HADÈS Archéologie

Îlot Raphaël

Fiche

Résumé

Éloignée de la cité antique, ancienne capitale de la Novempopulanie, la ville médiévale d’Éauze (Gers) se dresse sur le point le plus haut du relief local et s’est développée autour du prieuré Saint-Luperc. En amont de l’extension de bâtiments municipaux avec la construction d’une crèche et de bureaux, un diagnostic archéologique effectué rue Raphaël en 2010 par Pierre Pisani (Inrap), avait mis au jour un fossé orienté nord-sud, sur près de 37 m de long. L’opération archéologique confiée à la société Hadès au cours de l’été 2013 a permis de renseigner et de préciser les différentes occupations du lieu sur une longue chronologie.

Le fossé, large de 3 à 4 m et profond de 2 m, est comblé par divers apports de remblais (fig. 1). Son pendage vers le nord suit celui du relief de la butte.

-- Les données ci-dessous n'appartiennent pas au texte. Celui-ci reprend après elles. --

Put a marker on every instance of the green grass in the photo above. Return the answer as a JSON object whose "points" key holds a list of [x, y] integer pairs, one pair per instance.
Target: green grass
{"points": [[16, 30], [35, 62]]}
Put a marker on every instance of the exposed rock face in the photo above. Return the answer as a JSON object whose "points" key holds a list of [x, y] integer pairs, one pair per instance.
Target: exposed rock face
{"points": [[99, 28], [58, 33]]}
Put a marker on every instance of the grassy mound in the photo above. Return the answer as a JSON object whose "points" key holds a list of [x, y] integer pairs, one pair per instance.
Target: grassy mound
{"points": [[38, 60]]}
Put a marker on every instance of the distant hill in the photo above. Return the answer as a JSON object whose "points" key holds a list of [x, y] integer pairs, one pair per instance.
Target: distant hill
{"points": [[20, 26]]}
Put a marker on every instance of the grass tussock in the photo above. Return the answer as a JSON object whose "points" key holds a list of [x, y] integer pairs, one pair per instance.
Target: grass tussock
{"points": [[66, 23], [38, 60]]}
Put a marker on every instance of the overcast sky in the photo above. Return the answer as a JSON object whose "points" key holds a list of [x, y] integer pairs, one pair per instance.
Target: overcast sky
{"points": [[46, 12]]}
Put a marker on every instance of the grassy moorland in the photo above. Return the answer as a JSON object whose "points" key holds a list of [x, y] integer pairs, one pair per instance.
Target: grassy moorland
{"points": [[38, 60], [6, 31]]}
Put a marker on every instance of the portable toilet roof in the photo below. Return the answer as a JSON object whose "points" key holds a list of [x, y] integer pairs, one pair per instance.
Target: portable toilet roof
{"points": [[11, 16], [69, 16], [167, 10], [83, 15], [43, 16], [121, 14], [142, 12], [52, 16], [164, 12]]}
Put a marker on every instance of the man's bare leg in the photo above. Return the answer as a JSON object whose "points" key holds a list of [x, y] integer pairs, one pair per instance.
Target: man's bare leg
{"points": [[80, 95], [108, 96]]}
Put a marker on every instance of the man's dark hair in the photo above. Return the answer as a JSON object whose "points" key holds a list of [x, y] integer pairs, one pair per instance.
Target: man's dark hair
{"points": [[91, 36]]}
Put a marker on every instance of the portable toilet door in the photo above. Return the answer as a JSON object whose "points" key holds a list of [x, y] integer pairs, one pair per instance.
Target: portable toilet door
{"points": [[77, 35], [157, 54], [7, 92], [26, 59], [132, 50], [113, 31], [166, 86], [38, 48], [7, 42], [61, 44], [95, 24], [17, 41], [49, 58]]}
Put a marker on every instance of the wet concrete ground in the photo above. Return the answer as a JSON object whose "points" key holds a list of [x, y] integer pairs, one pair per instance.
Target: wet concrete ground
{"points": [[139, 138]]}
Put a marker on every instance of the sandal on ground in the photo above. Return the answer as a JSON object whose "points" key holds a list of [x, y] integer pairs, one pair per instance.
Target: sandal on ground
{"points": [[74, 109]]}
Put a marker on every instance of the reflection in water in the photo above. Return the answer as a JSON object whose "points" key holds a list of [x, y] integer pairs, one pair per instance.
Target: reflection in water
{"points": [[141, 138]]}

Les niveaux inférieurs s’apparentent à un colmatage hydromorphe qui indiquerait que le fossé serait resté ouvert le temps qu’il se comble naturellement en partie basse. Les découvertes de vases presque complets et de rejets de boucherie – dont un crâne de bœuf – renforcent cette hypothèse d’un fossé ouvert et utilisé comme dépotoir. Les datations par le radiocarbone montrent que ce colmatage inférieur se situe entre le Xe et le XIe siècle. Comme le prieuré serait aménagé sur la butte, d’après la documentation, entre 960 et 980, ce fossé est peut-être celui de l’enclos prieural. Les remblais qui le scellent ont été déposés à partir du XIIIe siècle. Ces premières données montrent ainsi un usage sur près de deux siècles.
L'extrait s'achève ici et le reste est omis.